# Jumping out of hands, shyness



## simplesophiaa (Jun 12, 2015)

Occasionally my rabbit lets me pick him up and he doesn't seem to be bothered. But when its time to put him down, he squirms and tries to jump out of my hands.

My method:
I hold on to his chest and legs and slowly lower myself to the ground, but by the time my knees hit the ground he tries to jump out. So then i stand up again and try to soothe him, because his struggle to jump out obviously makes him very stressed.

This repeats usually about maybe 5 or more times before I can finally get him onto the ground without him jumping out. But after I put him down, he is scared of me for the rest of the day.

Is there a better way to train him? and a way where he doesn't get so mad at me.

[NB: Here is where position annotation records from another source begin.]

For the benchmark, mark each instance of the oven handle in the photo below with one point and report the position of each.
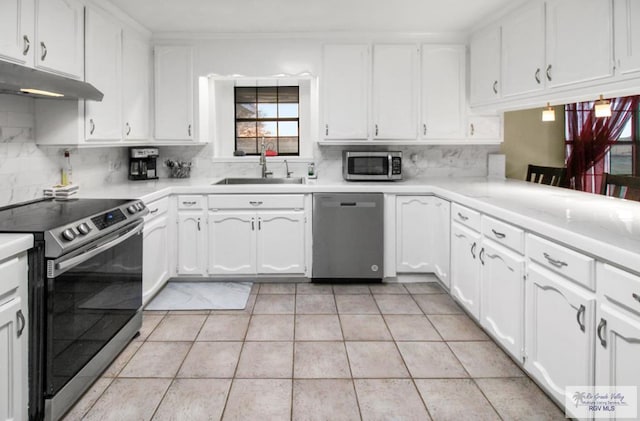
(61, 266)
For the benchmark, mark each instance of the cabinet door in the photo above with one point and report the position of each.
(281, 242)
(155, 258)
(559, 325)
(12, 355)
(16, 31)
(232, 243)
(136, 81)
(60, 37)
(485, 66)
(192, 243)
(103, 54)
(174, 93)
(523, 61)
(579, 41)
(395, 91)
(627, 35)
(617, 348)
(465, 276)
(346, 70)
(502, 304)
(443, 91)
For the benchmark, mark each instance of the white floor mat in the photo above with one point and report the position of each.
(181, 295)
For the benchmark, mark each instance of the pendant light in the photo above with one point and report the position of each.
(548, 114)
(602, 108)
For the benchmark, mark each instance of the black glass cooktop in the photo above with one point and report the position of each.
(48, 214)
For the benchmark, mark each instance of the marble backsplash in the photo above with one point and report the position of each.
(26, 169)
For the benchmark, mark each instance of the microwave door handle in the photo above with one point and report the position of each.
(62, 265)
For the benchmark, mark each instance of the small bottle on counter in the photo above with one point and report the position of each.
(67, 171)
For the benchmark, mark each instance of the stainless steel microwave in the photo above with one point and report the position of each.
(372, 166)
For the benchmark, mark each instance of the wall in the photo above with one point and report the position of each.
(26, 169)
(529, 140)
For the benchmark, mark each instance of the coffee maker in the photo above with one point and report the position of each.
(142, 163)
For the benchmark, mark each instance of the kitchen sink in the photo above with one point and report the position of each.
(292, 180)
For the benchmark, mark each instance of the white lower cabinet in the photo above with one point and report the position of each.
(559, 326)
(465, 264)
(422, 235)
(502, 296)
(13, 338)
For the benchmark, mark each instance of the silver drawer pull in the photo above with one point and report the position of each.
(498, 234)
(556, 263)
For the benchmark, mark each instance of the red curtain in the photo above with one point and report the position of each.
(589, 139)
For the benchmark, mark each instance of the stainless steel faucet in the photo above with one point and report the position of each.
(263, 161)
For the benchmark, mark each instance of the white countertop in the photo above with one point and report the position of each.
(600, 226)
(12, 244)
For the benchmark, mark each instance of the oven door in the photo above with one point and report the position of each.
(92, 294)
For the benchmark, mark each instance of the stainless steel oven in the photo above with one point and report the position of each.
(371, 166)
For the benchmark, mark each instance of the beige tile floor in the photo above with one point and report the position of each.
(317, 352)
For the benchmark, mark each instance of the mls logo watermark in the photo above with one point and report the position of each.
(615, 402)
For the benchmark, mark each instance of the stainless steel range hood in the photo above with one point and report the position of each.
(20, 80)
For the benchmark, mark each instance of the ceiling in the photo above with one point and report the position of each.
(304, 16)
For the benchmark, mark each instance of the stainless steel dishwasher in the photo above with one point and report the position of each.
(348, 236)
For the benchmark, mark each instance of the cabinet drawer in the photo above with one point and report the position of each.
(260, 201)
(12, 273)
(503, 233)
(191, 202)
(157, 208)
(619, 286)
(465, 216)
(571, 264)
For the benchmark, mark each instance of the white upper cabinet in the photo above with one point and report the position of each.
(136, 69)
(59, 37)
(523, 55)
(579, 41)
(485, 66)
(103, 54)
(346, 91)
(174, 93)
(443, 98)
(16, 31)
(627, 35)
(395, 91)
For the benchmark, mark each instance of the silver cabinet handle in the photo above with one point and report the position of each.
(498, 234)
(21, 322)
(554, 262)
(580, 317)
(27, 45)
(601, 326)
(549, 67)
(43, 55)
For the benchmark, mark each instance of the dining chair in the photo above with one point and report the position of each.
(552, 176)
(621, 186)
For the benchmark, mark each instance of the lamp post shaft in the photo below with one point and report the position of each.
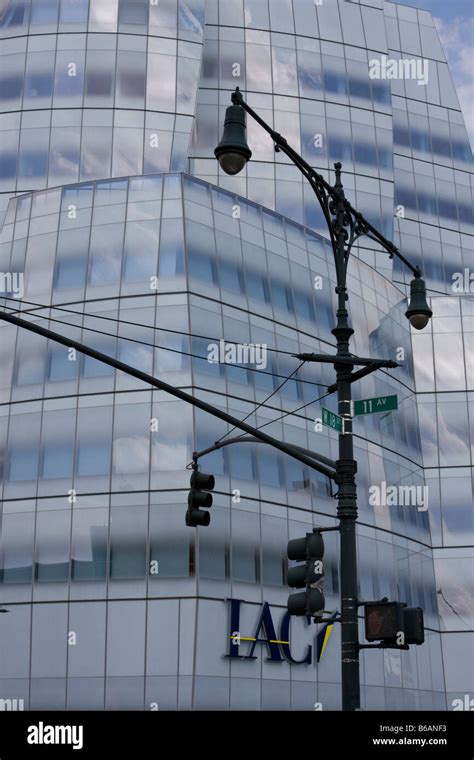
(346, 468)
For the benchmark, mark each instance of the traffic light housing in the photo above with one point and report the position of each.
(414, 625)
(309, 550)
(199, 499)
(393, 623)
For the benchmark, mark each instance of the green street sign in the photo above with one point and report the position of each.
(332, 420)
(373, 405)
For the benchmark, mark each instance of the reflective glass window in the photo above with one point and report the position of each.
(44, 12)
(99, 79)
(171, 261)
(128, 542)
(89, 544)
(93, 455)
(106, 253)
(130, 92)
(53, 531)
(73, 11)
(23, 447)
(133, 11)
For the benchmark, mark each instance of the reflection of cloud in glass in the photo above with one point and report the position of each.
(131, 455)
(455, 593)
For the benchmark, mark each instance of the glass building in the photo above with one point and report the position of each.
(120, 230)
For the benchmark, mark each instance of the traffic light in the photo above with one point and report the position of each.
(309, 550)
(414, 625)
(201, 484)
(393, 623)
(383, 621)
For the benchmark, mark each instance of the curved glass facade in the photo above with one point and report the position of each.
(115, 603)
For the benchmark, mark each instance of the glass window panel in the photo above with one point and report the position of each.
(256, 14)
(94, 428)
(39, 80)
(128, 152)
(29, 360)
(274, 542)
(449, 361)
(15, 16)
(103, 16)
(131, 440)
(284, 71)
(71, 260)
(161, 82)
(8, 159)
(87, 657)
(45, 12)
(141, 250)
(11, 80)
(191, 18)
(89, 544)
(456, 500)
(53, 531)
(106, 253)
(16, 547)
(270, 468)
(334, 76)
(281, 16)
(96, 152)
(99, 82)
(33, 162)
(171, 445)
(164, 18)
(49, 640)
(309, 74)
(128, 542)
(171, 261)
(201, 248)
(23, 447)
(125, 638)
(130, 90)
(64, 155)
(188, 74)
(258, 68)
(69, 78)
(171, 544)
(245, 547)
(57, 441)
(455, 592)
(133, 12)
(242, 462)
(74, 11)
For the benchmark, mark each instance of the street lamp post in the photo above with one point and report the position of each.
(345, 225)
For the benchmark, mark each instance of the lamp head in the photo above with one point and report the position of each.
(418, 312)
(233, 151)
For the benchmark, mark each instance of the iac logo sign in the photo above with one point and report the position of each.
(242, 645)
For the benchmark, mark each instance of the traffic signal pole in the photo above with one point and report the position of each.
(346, 468)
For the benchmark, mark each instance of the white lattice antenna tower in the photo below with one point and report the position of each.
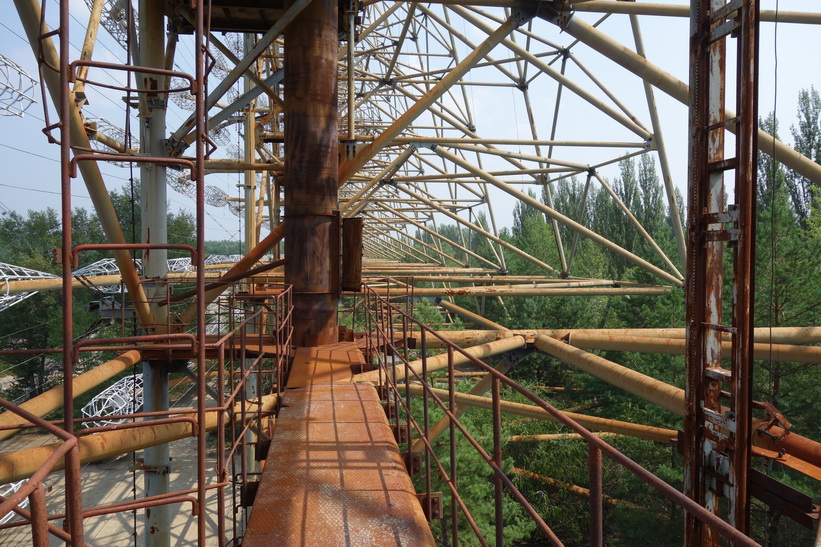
(10, 272)
(16, 88)
(125, 396)
(7, 490)
(114, 19)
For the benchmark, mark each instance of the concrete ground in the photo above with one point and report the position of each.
(111, 481)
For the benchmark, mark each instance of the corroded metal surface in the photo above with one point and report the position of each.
(325, 364)
(334, 475)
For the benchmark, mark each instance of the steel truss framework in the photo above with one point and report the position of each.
(415, 152)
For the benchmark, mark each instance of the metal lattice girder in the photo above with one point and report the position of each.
(10, 272)
(114, 19)
(125, 396)
(16, 88)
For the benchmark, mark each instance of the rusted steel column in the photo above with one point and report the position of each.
(594, 467)
(311, 172)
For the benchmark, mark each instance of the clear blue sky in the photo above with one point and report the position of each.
(30, 176)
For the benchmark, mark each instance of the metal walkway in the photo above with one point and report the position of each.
(334, 474)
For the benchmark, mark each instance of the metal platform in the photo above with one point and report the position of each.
(334, 474)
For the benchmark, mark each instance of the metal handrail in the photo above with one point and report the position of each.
(383, 315)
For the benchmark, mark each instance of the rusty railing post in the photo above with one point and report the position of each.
(594, 465)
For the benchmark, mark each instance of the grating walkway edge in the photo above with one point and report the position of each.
(334, 474)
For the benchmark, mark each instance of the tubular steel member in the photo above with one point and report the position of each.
(52, 399)
(154, 227)
(352, 254)
(378, 308)
(311, 167)
(30, 17)
(717, 429)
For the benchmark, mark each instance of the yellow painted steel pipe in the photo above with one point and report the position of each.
(657, 392)
(668, 10)
(440, 362)
(531, 411)
(530, 290)
(667, 396)
(470, 316)
(349, 168)
(246, 263)
(22, 464)
(52, 399)
(679, 90)
(674, 346)
(469, 337)
(30, 17)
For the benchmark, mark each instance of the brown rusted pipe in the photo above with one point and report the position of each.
(530, 411)
(667, 396)
(650, 389)
(763, 335)
(30, 17)
(469, 315)
(440, 362)
(52, 399)
(245, 264)
(670, 346)
(24, 463)
(311, 172)
(580, 490)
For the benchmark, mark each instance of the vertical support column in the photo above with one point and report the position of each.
(311, 172)
(153, 195)
(717, 427)
(73, 484)
(250, 154)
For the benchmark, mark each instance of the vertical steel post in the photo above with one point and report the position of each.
(154, 229)
(311, 172)
(717, 429)
(594, 466)
(39, 517)
(74, 491)
(249, 153)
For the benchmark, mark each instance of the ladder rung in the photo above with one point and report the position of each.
(719, 374)
(723, 165)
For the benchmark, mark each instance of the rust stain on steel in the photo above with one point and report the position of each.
(311, 166)
(334, 475)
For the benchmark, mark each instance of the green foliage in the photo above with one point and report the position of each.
(36, 323)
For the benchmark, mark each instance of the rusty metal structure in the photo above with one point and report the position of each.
(359, 133)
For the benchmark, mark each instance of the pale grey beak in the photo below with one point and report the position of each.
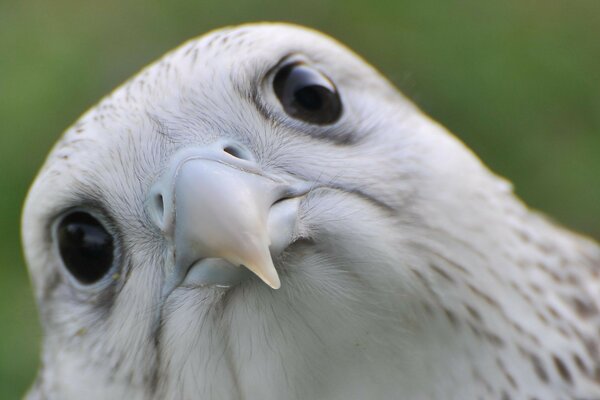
(220, 212)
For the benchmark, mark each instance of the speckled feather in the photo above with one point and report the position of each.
(420, 276)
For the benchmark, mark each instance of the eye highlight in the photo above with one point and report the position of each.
(85, 246)
(306, 94)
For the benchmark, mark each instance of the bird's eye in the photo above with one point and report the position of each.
(307, 95)
(86, 248)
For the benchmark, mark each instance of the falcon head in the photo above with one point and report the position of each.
(258, 214)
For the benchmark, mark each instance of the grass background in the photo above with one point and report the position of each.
(517, 80)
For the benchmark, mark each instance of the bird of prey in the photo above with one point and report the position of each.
(261, 215)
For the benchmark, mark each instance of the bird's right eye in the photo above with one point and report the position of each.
(85, 246)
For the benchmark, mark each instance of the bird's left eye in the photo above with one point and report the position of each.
(306, 94)
(85, 246)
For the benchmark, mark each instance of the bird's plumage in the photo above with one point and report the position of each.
(414, 272)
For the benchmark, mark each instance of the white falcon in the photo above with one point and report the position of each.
(261, 215)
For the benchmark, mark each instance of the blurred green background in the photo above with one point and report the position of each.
(517, 80)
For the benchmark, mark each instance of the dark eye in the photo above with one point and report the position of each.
(86, 248)
(307, 94)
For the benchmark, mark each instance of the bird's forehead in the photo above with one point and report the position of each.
(209, 81)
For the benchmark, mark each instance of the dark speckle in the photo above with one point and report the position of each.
(562, 369)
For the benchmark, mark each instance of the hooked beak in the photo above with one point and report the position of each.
(220, 212)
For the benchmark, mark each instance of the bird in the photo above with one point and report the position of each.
(260, 214)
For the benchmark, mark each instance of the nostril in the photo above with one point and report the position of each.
(233, 151)
(238, 151)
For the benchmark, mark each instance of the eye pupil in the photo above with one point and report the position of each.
(306, 94)
(86, 248)
(310, 98)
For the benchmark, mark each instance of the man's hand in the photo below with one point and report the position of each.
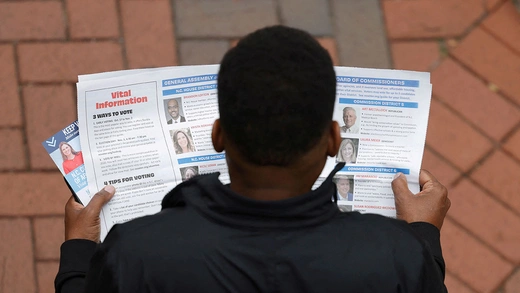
(83, 222)
(430, 205)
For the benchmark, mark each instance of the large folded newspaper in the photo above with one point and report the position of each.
(145, 131)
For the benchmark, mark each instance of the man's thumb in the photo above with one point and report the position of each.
(100, 199)
(400, 186)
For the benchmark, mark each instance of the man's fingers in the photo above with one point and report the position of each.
(400, 186)
(100, 199)
(72, 205)
(425, 177)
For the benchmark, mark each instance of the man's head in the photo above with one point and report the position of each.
(349, 116)
(276, 93)
(173, 108)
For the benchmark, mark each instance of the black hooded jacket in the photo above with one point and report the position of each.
(209, 239)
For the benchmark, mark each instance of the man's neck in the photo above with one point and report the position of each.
(272, 182)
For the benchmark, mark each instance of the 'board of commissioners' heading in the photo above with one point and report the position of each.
(123, 102)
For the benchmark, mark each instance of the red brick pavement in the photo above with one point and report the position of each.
(472, 48)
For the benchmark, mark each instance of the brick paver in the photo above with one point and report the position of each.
(472, 48)
(49, 235)
(506, 185)
(441, 169)
(471, 261)
(418, 56)
(149, 41)
(92, 19)
(46, 272)
(31, 194)
(310, 15)
(428, 18)
(505, 23)
(463, 89)
(450, 136)
(223, 18)
(499, 230)
(195, 52)
(32, 20)
(365, 47)
(491, 60)
(16, 256)
(513, 144)
(456, 286)
(10, 112)
(48, 109)
(12, 156)
(58, 62)
(513, 283)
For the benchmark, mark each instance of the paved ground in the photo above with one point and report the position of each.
(472, 48)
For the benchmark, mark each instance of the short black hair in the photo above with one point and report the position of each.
(276, 92)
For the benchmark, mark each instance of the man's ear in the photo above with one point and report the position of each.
(334, 139)
(217, 137)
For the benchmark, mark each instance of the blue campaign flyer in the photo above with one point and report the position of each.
(65, 150)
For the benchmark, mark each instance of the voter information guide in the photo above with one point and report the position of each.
(147, 130)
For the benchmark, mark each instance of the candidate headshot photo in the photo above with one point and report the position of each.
(344, 187)
(349, 119)
(182, 141)
(71, 158)
(174, 111)
(345, 208)
(348, 151)
(189, 172)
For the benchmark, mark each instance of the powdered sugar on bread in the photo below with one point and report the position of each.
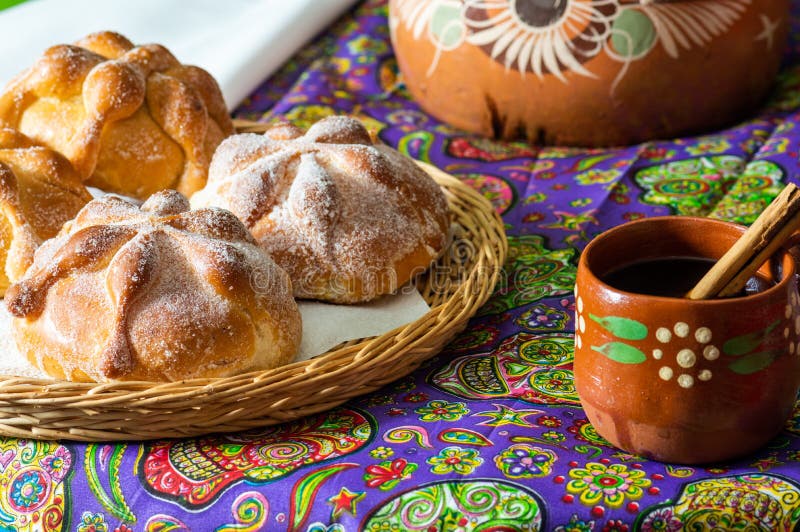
(349, 219)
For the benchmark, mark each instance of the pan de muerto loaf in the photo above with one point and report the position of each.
(39, 191)
(348, 218)
(131, 119)
(157, 293)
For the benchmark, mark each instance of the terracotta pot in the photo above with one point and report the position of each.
(678, 380)
(588, 72)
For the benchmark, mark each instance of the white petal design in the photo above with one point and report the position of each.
(551, 49)
(513, 51)
(536, 58)
(423, 16)
(693, 23)
(525, 54)
(550, 60)
(490, 35)
(503, 42)
(565, 56)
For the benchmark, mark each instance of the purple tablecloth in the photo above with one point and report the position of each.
(489, 435)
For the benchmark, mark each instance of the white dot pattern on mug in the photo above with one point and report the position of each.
(663, 335)
(681, 329)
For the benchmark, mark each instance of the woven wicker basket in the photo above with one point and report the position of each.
(463, 280)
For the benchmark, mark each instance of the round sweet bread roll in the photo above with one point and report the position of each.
(131, 119)
(157, 293)
(39, 191)
(348, 218)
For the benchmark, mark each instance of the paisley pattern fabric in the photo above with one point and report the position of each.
(489, 434)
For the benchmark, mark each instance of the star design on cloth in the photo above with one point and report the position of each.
(345, 501)
(768, 33)
(507, 416)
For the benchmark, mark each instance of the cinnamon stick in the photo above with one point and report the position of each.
(768, 233)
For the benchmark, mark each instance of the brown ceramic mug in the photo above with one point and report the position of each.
(679, 380)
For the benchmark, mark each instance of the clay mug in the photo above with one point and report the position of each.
(678, 380)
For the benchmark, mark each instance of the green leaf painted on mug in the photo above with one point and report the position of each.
(620, 352)
(624, 328)
(746, 343)
(752, 363)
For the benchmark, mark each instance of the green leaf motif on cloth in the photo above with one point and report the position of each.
(624, 328)
(115, 503)
(633, 33)
(621, 352)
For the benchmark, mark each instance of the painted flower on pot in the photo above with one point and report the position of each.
(543, 37)
(455, 460)
(556, 37)
(610, 485)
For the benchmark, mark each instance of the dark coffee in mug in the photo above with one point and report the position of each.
(670, 277)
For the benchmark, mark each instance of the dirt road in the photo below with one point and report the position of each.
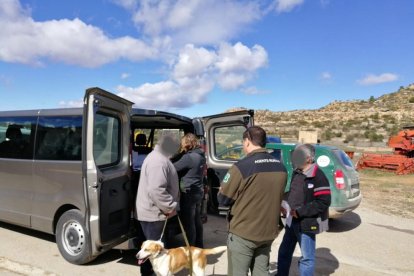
(364, 242)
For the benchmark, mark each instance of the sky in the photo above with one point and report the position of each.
(202, 57)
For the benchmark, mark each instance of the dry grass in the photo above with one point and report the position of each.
(388, 193)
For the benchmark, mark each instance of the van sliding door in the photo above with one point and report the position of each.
(106, 165)
(224, 146)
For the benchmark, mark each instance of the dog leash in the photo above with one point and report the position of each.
(185, 240)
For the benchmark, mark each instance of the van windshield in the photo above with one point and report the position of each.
(344, 158)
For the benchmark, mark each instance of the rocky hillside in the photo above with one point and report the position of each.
(359, 122)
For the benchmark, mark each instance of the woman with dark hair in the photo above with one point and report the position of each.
(190, 168)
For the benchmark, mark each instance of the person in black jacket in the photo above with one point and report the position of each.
(308, 202)
(190, 168)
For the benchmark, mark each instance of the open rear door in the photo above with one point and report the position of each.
(106, 170)
(223, 134)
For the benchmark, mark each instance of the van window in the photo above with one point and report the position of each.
(343, 158)
(16, 137)
(59, 138)
(106, 140)
(229, 142)
(276, 153)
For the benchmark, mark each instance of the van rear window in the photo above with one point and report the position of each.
(16, 137)
(106, 140)
(344, 158)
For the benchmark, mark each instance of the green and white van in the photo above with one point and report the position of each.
(338, 168)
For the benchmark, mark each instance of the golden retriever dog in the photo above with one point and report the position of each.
(166, 262)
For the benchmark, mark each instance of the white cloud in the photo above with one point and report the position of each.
(69, 41)
(195, 21)
(253, 91)
(72, 103)
(372, 79)
(287, 5)
(195, 73)
(326, 76)
(237, 64)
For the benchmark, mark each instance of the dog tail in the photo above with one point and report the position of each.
(215, 250)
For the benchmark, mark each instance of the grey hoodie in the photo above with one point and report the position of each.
(158, 191)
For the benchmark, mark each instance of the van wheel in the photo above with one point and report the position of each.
(72, 238)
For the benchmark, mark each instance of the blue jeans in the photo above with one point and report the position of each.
(307, 245)
(190, 213)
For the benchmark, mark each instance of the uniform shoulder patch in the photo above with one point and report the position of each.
(226, 178)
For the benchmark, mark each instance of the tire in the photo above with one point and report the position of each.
(73, 238)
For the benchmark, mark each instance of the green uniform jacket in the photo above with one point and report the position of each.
(253, 188)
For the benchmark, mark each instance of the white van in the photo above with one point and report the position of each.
(68, 172)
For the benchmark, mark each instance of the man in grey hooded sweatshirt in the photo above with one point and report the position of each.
(158, 191)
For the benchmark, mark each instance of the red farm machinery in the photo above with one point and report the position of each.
(401, 161)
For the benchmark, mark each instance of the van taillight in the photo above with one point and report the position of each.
(339, 180)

He is already really shy and doesn't like me much, but I feel like if i just dont practice picking him up for a long period of time he will forget the feeling completely and I will also have to retrain him to let me pick him up, let alone put him down.

Thank you,

Instagram: mrbeansthebun


----------



## PABunnyMom (Jun 12, 2015)

Try gently holding your hand over his face/eyes. My buns try to jump out of my hands when they know I'm getting ready to put them down. I find they are much calmer when I cover their face.


----------



## BlazeBunnies (Jun 12, 2015)

I agree gently put your hands over his eyes/face and lower him. A couple of my buns do this aswell and I have been to a behaviour place because I was curios of what was causing it and they said it can happen for many reasons in my buns cause he said that he didn't want to go on the ground. I hand raised the bun and she is use to me holding her and so now she isn't like every other bun who prefers to be on the ground she prefers to be held &#128522; hope all goes well for you and your bun


----------



## stevesmum (Jun 13, 2015)

Yeahhhh I probably wouldn't almost let him go five times before finally releasing him, it must be quite stressful for him, like he can almost get free and is then again restrained. I think it takes a lot of patience and time, and maybe some treats should be involved to reinforce positive behaviours and make positive associations. To be honest I don't bother picking up my bunnies unless I have to, like for nail clippings. They just don't like it and I respect that.


----------



## PABunnyMom (Jun 13, 2015)

Yes, stevesmum, it's best to wait for them to come to you before trying to pick them up. Two of mine were hand raised so they naturally go to the front of the cage to be pet.


----------



## Bonsai (Jun 13, 2015)

I read somewhere (I don't recall where...) to back the rabbit into his cage rather than put him in facing the cage. Snickers used to squirm a little when it was time to put him back up but when I started putting him in backwards (butt first instead of face first) he stopped squirming. I'm not entirely sure why that is, but it seems to work for me! You should try it and see if it helps you at all. 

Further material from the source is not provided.